Мне кажется, что я забыл в тарелке ложку,
Тетрадку на столе я тоже позабыл.
Аляповат, слегка кургуз дом возле озера. Настырно
Он смотрит окнами на шлюз. Головкой сливочного сыра
Холм. Дуновение зимы, вдоль поля заячье сафари,
Ручей с оттенками сурьмы, бор, лунной пылью офонарен…
Темна, как ягода ирги, морозом скованная лужа,
Опрятен шорох кочерги в печи, где дозревает ужин.
Ночь сыплет радужную соль, гадают звёзды над утёсом,
Странноприимная юдоль повита сумраком белёсым…
На раскладушке дремлет кот, свернувшись под ворсистым пледом,
И чайник задом наперёд кипит, как площади в Толедо.

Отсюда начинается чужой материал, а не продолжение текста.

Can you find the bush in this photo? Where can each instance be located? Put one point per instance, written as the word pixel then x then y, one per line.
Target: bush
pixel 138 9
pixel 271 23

Встаю. Пылает и скрипит в коленных и других суставах.
Увы, состарился пиит – разбит, как шведы под Полтавой.
Но душу выдадут глаза – в них, зимней полночью хранима,
Застыла чёрствая слеза от неотеческого дыма!
Август умер (Гильденстерн), мёртв сентябрь (Розенкранц)…
Облетает поле стерх, где докашивают рапс.
Молибденов цвет воды, долог тихий листопад,
Пар, идущий от скирды, словно едкий самосад.
Стог рапирою – Лаэрт; Гамлет – дерево в огне.
Спит искусственная смерть милой ящеркой на пне.
Где докашивают рапс, лес, как замок Эльсинор,
За который Фортинбрас – ветер затевает спор.
Вот и весь тебе Шекспир. Череп Йорика – валун.
Я, закрыв ладонью спирт в стопке времени, вздохнул,
Выпил, сплюнул, закурил «Аполлон» – полоний! Сад.
Ливень (Клавдий) лил и лил быстродействующий яд
в ухо озера (отец принца датского – король)…
Замигал на кухне свет, как порхающая моль.